Nobody wants to hand over that kind of money to the government, but the alternative stinks like last week’s garbage. Even if the taxes are extended, the state would have to whack roughly $13 billion to make ends meet. Without the tax extension that amount would grow to something like $26 billion.
If it’s all cuts, the consequences will be ugly. Public schools would lose about $5 billion, higher education about $1 billion. In a speech last week to the Legislature, Steinberg said, the legislative analyst’s office warned “we will have to keep low-level offenders in the community, we will have to eliminate parole, but we will have to do all of that without any resources for local public safety officials…”
Steinberg was in Los Angeles recently and we met to talk about the Mental Health Services Act, or Proposition 63. Steinberg, the godfather of Prop. 63, had reluctantly agreed to surrender $860 million of those voter-approved funds to help fill the deficit.
“It kind of makes me sick,” Steinberg told legislators last week in Sacramento, adding that 17,000 people like my buddy Nathaniel Ayers are in recovery thanks to Prop. 63. But sacrifice is necessary, he went on, “to put the fiscal crisis behind us here in the state of California.”
We’re actually a long way from putting it behind us. I said last week that L.A. Unified could get smacked with a $408-million budget deficit in the worst-case scenario, but it turns out that estimate was low. When I told school board member Tamar Galatzan about the possible $5-billion education cut, she said LAUSD usually absorbs 10% of the damage.
I’m no math wizard, but I think that comes to $500 million.
Megan Reilly, the district’s chief financial officer, told me it’s too early to know how it will play out. But she said the deficit could reach $600 million or greater, with several thousand teachers, librarians and others losing their jobs. This in a district that has already lost thousands of employees and trimmed $1.5 billion in the last three years.

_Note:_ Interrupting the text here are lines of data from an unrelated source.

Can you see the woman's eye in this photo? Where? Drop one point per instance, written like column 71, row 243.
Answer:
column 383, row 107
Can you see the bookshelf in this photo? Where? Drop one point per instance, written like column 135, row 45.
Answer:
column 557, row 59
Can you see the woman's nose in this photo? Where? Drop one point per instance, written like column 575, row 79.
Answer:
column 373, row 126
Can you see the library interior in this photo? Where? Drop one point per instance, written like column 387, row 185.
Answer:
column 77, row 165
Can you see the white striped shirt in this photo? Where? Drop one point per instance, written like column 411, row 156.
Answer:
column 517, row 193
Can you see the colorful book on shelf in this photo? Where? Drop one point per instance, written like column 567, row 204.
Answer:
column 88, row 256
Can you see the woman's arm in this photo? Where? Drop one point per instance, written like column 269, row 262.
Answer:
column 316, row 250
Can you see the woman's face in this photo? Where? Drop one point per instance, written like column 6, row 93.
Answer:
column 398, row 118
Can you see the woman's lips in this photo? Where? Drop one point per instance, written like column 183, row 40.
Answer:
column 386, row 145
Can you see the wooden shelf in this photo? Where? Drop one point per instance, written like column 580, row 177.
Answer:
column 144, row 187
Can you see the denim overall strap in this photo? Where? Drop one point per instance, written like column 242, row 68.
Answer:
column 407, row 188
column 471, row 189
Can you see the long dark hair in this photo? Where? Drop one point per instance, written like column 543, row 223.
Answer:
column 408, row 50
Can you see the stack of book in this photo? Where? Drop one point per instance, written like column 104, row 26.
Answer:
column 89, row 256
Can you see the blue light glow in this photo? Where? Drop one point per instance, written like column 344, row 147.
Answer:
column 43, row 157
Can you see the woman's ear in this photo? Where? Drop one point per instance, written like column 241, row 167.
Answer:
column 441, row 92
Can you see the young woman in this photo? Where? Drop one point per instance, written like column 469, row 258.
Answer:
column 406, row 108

“I can’t imagine what this state will look like with students we can’t afford to educate,” said Galatzan, noting that California’s spending per pupil is 47th in the nation when cost-of-living differences are factored in.
So what do we do about it? Let the voters decide, suggests an unlikely source.
When I think Los Angeles Area Chamber of Commerce, I think solid citizens in business suits griping about taxation and regulation between bites of Caesar salad at the Pacific Dining Car.
But late last month, chamber chief Gary Toebben and his executive board endorsed Brown’s budget proposal, tax extensions and all. Toebben reasoned that it’s “fiscally responsible” because without a combination of tough cuts and taxes, there’d be “a dramatic reduction in education, infrastructure and social services.”
Toebben told me the chamber at first was inclined to balance the books with nothing but cuts. But then he went to the L.A. Times website and played with the budget-balancing calculator, trimming health and welfare programs, prisons, higher education and K-12. He kept coming up short.
“I started out with a 10% cut in K-12 when I went through it the first time, and I still had another $14 or $15 billion to cut, so I just kept going back through and kept cutting.”
When he was done, California was a mess. Roughly two dozen chamber board members agreed that $26 billion in cuts would hurt too many people and businesses, so they unanimously supported letting Californians vote on Brown’s proposal.
It’s still a chamber of commerce, though, and Toebben wants something in return. He and his members want pension reform, including some givebacks from public employee unions, caps on spending to avoid future budget disasters, and a limit on the “unreasonable delay” of projects on environmental grounds.
Democrats have to deliver at least some of that.
Republicans have to agree to let voters decide on the tax extension.
And then it’s up to us to decide whether we want to continue to pay that $260 apiece we’ve been paying in taxes —about $22.00 a month — to maintain a degree of civility and humanity or let it all go to hell.
On Monday, a packet the size of an old Sears catalog landed on my desk. I hear daily screams from parents, students and teachers who fear they’re about to get crushed, but this was impressive — 252 letters from Palms Middle School students begging administrators to spare teachers and legislators to put the tax extension proposal before voters.
“Please just do something,” wrote one student. “PLEASE!!!!!”